23 fevereiro, 2013

Mauricio de Sousa: Perdi R$ 2 milhões


Mauricio de Sousa fala do erro que cometeu ao investir em piscicultura

MAURICIO DE SOUSA Cartunista, 77 anos, criador da Turma da Mônica   (Foto: Olga Lisloff/Folhapress)
"Sempre que algo dá errado, tendo a pensar que o erro não foi meu. Mas, no caso que conto aqui, tenho de admitir: errei. Por ingenuidade, credulidade, falta de preparo, errei.
Em meados dos anos 1980, quis aproveitar a boa água que brotava das nascentes de minha chácara em Caçapava, no Vale do Paraíba, no Estado de São Paulo. Um belo lago cheio de peixes já se formara ali. Resolvi investir em piscicultura.

Comprei uma extensão de terra que ia até um rio próximo. Estudei as variedades de peixes que poderia criar. Encomendei girinos de criadouros da Ilha Solteira. Montei um laboratório para fazer inseminação artificial nas espécies que traria de Mato Grosso. Fiz contato com jovens que moravam na região para me ajudar. Mandaria esses jovens para a Ilha Solteira e para a Chinapara estudar piscicultura. O plano de negócios previa 32 tanques, um frigorífico e uma pequena frota de furgões para levar os peixes recolhidos no fim da madrugada para as cidades próximas ao Vale do Paraíba. Queria incentivar os habitantes do Vale a incluir peixe fresco e barato em seus hábitos alimentares.

Em meus planos, ao lado dos primeiros lagos haveria um salão com um grande aquário, com todas as variedades de peixes que pretendia criar e oferecer. Os visitantes poderiam adquirir bolsas de plástico transparentes tematizadas, com dispositivos que despejavam ração e comprimidos de oxigênio. Fui até o Japão para conhecer a tecnologia dessas bolsas. Com elas, o comprador poderia ter uma espécie de aquário portátil, com peixinhos de estimação para levar para casa. Os peixes seriam batizados e passariam a ser personagens de historinhas que pretendia publicar nas revistas do Chico Bento. Os personagens virariam produtos licenciados com venda exclusiva na cidade de Caçapava.
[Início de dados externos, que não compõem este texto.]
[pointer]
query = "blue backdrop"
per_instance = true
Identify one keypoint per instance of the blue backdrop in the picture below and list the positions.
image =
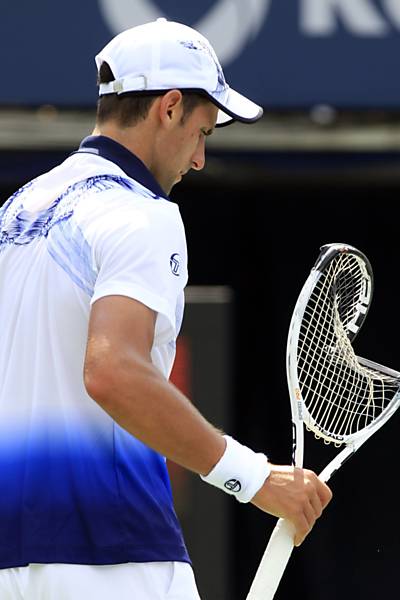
(283, 53)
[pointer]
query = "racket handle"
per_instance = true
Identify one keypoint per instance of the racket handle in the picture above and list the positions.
(273, 562)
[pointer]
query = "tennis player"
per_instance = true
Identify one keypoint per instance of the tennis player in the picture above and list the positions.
(92, 267)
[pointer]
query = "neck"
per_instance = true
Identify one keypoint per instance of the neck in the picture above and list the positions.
(138, 139)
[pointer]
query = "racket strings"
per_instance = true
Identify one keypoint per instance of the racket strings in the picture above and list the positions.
(341, 395)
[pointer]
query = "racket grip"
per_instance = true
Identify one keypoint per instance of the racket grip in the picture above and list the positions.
(273, 562)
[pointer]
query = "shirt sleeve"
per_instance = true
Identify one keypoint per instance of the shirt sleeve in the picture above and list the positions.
(140, 252)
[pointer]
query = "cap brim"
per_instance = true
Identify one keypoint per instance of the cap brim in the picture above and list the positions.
(236, 107)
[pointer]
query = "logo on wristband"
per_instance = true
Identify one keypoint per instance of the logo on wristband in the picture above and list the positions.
(233, 485)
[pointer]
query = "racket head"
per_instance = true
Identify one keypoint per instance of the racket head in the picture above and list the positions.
(333, 392)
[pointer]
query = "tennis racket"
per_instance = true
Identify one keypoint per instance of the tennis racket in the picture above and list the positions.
(342, 398)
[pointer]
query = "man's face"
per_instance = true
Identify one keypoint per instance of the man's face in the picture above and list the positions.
(184, 147)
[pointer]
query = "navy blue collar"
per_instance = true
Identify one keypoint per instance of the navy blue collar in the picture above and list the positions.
(127, 161)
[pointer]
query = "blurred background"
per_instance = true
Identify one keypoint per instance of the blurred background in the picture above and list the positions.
(323, 165)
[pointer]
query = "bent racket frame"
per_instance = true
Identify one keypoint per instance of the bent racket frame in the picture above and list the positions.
(337, 395)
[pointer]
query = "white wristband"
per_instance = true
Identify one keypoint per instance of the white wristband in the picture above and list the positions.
(240, 471)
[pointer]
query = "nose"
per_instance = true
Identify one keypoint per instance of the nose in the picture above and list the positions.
(199, 156)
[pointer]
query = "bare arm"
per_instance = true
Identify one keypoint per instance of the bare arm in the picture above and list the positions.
(120, 376)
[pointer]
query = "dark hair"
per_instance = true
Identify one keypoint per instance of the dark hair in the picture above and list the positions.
(131, 107)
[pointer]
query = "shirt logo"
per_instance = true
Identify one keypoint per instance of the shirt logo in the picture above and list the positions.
(175, 264)
(233, 485)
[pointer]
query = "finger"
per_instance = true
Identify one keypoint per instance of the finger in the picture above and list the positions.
(324, 493)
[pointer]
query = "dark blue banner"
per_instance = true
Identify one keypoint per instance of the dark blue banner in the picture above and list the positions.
(282, 53)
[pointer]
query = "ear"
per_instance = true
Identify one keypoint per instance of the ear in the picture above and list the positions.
(171, 107)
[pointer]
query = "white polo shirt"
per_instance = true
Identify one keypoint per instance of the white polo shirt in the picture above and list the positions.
(75, 487)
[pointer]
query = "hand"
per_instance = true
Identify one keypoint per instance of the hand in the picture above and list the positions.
(295, 494)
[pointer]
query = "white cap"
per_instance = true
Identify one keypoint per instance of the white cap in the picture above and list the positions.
(164, 55)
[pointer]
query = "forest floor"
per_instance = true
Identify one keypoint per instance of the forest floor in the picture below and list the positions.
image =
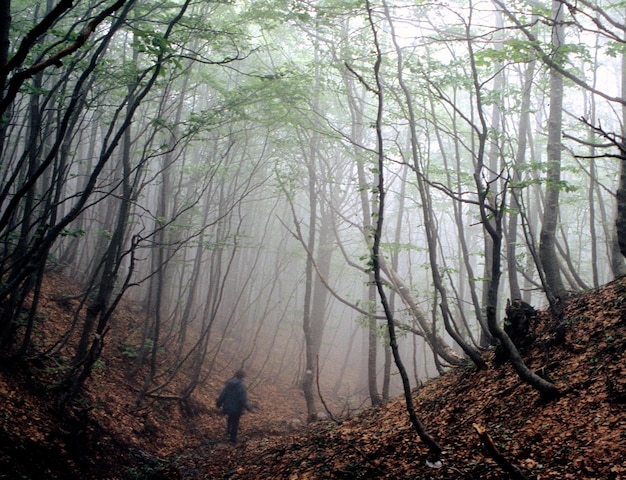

O plano movimentaria o comércio e o turismo local. No início do processo apresentei o projeto ao prefeito da cidade, que adorou a ideia.
O GIBI QUE NUNCA SAIU A capa feita por Mauricio em meados dos anos 1980, para o projeto de piscicultura (Foto: Reprodução)
Até que um dia chego a minha chácara e vejo, ao longe, o terreno que eu comprara para os tanques de criação sendo invadido. Muitos casebres estavam sendo erguidos. Fiz uma denúncia ao prefeito, que prometeu mandar fiscais para conter a invasão. Avisei que, depois de levantadas as paredes, eu não tomaria providências contra os invasores. Suspeito até hoje que eles estavam sendo comandados por alguém que conhecia o projeto. As invasões paravam no limite do meu terreno. Dias depois, voltei ao local. As construções populares tinham se espalhado. Tentei usar o contrato de compra do terreno para uma ação judicial, mas descobri que o documento estava cheio de erros que me impediam de tomar medidas legais.

Hoje percebo que fui precipitado. Assinei o contrato de compra das terras sem consultar meus advogados. Na empolgação de ver o negócio concretizado, acabei agindo por impulso, e não tomei todas as precauções necessárias. Fui ingênuo. Desmontei o projeto, esqueci os tanques, perdi algo em torno de R$ 2 milhões e uma boa ideia. Talvez um dia eu a retome, do jeito certo."